Nationally mandated reductions in services are conceived and designed to bar and discourage patients from accessing services, running the NHS on minimal capacity — like a business instead of like a public service, always aiming for the maximum profit for the minimum outlay, which in healthcare means less treatment.

Readers may be surprised that directly copying the wildly expensive and grossly unequal US health system has happened in Britain with barely a ripple.

But they will have heard endlessly, in the media and in the Commons, the Trojan horse that has been used to sell the policy to MPs and the public: as a necessary change, based on supposedly changing social needs specific to Britain, without mentioning where it’s really from or what it’s for.

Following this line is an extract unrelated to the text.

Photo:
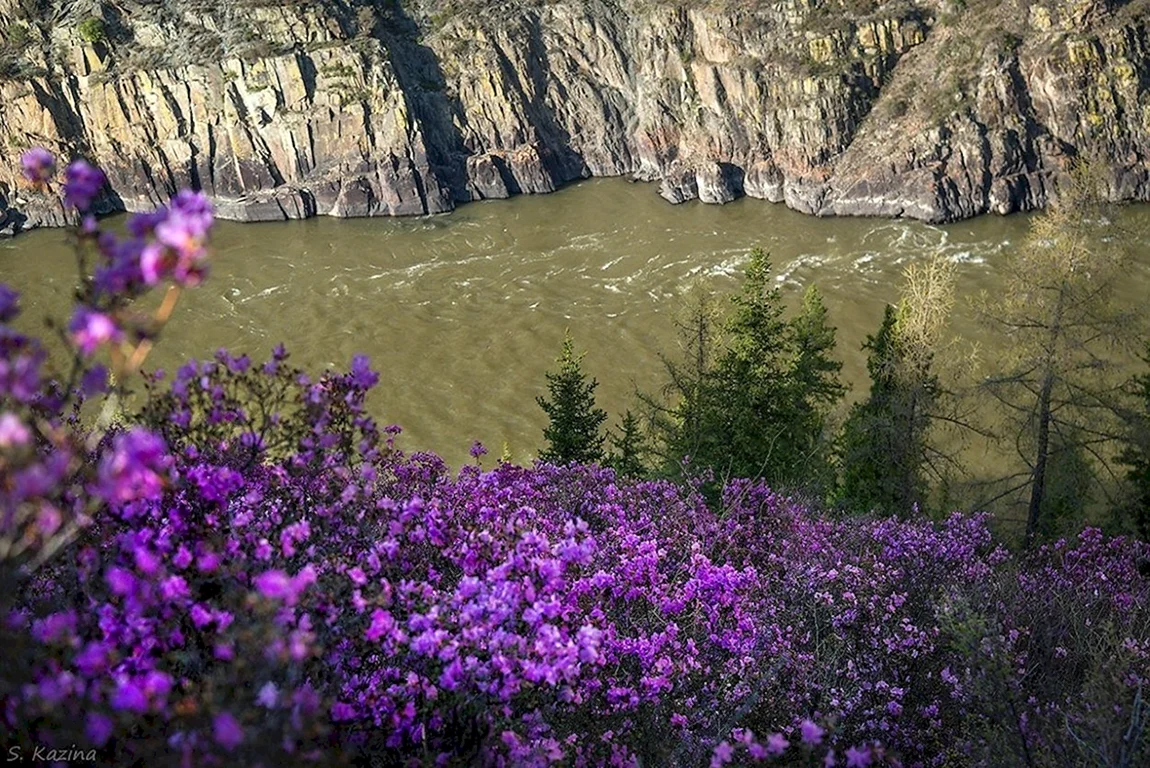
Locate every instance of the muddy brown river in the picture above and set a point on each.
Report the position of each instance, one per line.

Those looking to benefit from this system — and their heavily funded agents in Parliament — have carefully framed the causes of the current crisis to support the supposed need for a shift away from the accessible, local care the NHS was based on, towards cherry-picked services “closer to home.”

But in this framing, closer to home means losing general hospitals in favour of smaller, more limited services that can be run for profit. Politicians and commentators blame older people, the pandemic, and “demand” — but say nothing about the pattern of service closures and downgrades that has created a breeding ground for private profit at the expense of straining what is left of the NHS to its limit and beyond.

All this is happening right under our noses, all across England — yet the subterfuge is succeeding, and the vast majority of the public is unaware of it, while many pro-NHS campaigns ignore it or have even fallen for it.

All those who oppose the destruction of our NHS must work relentlessly to counter this shameless deceit and raise public awareness, so that justified outrage leads to public action.